Thanks to the GP for causin me to figure out why the wheel is being re-invented here! :)
:|
https://github.com/sanity/tahrir
"Tahrir aims to be a distributed, decentralized, scalable, and anonymous "workalike" for services like Twitter, Google Plus, and Facebook. It is at an early stage of development, but is being actively worked on by a number of volunteers."
Think of freenet as anonoymous Gnutella
Source?
It's become satisfyingly fast for me over the past years.
> only supporting static documents instead of interactive (tcp) servers.
You can develop dynamic services on Freenet just fine.
It is just done in a different fashion technically:
Instead of hosting the software on a server, and running scripts on the clients' web browser, there is no server/client model. It's true peer-to-peer: Every client is its own server, and the code runs there.
I.e. users install "plugins" for Freenet, and those use the network primitives which Freenet provides to establish dynamic connections and render dynamic content.
So you can have dynamic HTML if you want to. It's just not served by the sites you visit. Instead, things are developed "once and for all" as plugins for all sites and users to use.
So it's kinda like "forced true decentralization". You can't just shove JavaScript down the throat of random visitors of your site. You actually have to go through the effort of making your site's service a real application which people voluntarily choose to run.

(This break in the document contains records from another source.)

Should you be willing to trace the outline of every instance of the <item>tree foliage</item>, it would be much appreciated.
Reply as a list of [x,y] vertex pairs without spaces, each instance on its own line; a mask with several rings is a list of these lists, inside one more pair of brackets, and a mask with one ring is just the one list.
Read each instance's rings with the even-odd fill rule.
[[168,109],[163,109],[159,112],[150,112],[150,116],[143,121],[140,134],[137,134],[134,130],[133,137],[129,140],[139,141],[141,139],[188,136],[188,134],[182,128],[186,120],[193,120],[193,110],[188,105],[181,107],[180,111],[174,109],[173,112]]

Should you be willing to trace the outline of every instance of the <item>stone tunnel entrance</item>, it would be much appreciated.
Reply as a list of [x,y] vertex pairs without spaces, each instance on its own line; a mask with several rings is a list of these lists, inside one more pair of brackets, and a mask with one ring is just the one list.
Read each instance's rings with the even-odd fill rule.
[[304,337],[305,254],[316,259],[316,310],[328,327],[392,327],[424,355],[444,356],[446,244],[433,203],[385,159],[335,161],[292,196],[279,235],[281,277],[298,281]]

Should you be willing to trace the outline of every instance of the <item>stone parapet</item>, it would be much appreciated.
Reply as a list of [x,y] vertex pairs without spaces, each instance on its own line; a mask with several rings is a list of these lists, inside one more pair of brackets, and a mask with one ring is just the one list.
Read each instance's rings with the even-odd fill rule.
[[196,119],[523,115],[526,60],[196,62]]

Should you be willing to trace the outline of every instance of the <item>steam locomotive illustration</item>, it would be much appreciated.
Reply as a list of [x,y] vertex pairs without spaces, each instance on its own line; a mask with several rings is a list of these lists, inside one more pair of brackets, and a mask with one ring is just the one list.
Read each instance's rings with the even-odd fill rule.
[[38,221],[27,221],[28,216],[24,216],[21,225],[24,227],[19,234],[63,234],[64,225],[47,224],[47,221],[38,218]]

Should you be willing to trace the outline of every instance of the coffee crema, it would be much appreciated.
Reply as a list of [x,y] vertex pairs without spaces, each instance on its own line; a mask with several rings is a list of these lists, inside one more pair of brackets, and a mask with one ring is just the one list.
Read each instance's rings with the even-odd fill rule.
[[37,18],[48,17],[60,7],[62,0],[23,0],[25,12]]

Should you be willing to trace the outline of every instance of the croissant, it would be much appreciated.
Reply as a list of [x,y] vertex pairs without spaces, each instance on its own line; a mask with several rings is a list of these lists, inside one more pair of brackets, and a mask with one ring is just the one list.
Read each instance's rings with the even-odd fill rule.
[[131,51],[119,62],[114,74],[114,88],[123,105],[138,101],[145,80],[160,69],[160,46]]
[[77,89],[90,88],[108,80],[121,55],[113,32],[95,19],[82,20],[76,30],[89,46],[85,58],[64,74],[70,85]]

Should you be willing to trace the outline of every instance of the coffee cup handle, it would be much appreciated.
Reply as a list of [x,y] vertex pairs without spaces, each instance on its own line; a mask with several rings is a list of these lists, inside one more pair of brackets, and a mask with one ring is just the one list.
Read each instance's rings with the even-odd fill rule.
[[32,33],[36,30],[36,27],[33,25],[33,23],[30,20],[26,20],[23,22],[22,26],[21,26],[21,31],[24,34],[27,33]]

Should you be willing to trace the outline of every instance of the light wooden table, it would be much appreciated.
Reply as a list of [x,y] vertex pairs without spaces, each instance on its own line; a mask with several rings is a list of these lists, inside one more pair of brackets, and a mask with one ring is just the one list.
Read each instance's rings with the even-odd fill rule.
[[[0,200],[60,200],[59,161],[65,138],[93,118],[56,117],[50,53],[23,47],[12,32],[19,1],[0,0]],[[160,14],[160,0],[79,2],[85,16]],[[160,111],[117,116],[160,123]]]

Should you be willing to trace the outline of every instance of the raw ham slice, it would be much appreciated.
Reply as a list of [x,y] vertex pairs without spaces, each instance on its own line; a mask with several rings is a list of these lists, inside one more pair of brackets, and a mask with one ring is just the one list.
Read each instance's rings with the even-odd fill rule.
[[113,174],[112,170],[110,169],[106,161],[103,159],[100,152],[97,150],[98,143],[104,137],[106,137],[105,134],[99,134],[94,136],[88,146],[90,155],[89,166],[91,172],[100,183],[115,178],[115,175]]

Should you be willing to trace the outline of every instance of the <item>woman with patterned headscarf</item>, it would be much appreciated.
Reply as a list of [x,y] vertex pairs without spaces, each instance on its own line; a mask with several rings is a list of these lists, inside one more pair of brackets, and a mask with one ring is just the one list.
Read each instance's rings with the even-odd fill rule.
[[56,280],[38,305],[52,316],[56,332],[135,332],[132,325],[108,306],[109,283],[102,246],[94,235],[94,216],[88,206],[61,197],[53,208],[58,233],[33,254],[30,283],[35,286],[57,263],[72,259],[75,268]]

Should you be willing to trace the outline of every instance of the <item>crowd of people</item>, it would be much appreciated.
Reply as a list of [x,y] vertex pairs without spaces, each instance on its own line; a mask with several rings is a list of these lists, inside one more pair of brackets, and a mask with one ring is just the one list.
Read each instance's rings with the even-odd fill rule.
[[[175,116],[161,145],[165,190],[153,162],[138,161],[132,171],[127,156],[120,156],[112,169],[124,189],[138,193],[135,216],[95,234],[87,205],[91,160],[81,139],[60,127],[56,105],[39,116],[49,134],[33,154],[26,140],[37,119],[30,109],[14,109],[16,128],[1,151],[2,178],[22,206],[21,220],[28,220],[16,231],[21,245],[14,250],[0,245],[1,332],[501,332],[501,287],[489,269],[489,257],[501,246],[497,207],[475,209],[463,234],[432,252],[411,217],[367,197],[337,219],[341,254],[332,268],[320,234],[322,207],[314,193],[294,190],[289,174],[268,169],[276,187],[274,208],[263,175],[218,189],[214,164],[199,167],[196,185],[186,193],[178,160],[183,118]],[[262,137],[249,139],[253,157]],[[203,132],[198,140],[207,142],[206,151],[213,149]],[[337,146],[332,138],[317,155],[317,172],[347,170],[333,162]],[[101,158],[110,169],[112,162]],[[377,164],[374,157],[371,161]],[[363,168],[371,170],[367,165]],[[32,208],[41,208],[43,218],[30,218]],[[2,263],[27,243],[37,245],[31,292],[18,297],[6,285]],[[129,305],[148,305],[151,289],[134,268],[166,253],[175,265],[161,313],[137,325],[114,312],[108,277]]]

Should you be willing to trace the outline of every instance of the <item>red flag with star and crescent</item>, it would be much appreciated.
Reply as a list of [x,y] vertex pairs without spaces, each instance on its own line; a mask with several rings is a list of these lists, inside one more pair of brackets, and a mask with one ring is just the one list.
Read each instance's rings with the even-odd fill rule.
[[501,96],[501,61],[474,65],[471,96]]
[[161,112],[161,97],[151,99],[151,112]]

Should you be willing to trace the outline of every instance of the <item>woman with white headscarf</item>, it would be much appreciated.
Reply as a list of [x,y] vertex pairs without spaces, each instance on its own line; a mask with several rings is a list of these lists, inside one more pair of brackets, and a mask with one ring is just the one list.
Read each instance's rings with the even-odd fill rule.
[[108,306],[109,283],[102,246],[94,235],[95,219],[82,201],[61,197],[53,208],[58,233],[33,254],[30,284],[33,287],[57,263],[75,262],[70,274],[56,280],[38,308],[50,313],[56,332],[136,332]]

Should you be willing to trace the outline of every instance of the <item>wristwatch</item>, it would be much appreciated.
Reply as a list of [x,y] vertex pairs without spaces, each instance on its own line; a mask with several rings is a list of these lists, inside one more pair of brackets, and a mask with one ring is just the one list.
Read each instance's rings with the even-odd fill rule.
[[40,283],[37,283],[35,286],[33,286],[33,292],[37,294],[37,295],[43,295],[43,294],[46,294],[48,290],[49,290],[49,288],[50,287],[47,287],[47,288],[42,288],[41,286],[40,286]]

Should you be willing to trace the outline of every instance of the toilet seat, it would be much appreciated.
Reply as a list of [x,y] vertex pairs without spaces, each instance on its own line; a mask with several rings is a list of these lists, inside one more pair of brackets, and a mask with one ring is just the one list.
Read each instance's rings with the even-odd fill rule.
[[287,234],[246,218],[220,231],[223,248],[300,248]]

It at least aims to be so :)
As with any anonymous p2p network you need to know:
Your level of privacy depends on your threat level. If the government is after you, they may very well know exploits. If you just want privacy from corporations for perfectly legal reasons then you might be fine.
> How does it compare to Tor and i2p?
See "How is Freenet different to Tor?" here:
https://freenetproject.org/pages/help.html
TL;DR: Freenet is a self-contained *storage* network. Tor is a *communication* network, I2P as well. The latter is also self-contained. However as they're both communication networks they do not provide censorship-resistance. The endpoints you're connecting to are central servers and can be taken down.
Can you elaborate on this? This reads as essentially false to my understanding. If by endpoints you mean 'relays', those are not 'central servers'. If you mean directory authorities, then yes, those are centralized.
With that said, I'm still not sure what you mean by 'they do not provide censorship-resistance.'
They absolutely have and do provide censorship resistance.
Anyway, software doesn't have well respected ISO standards and 20 years is an eternity in the age of the internet. So I don't see a problem with ipfs. Also, ipfs looks like it's more flexible and reusable.
- Anyone can use the "KeepAlive" [0] plugin to pin content.
- Nobody can take down any content, not even the original author [1].
Censorship-resistance is a central design goal of Freenet.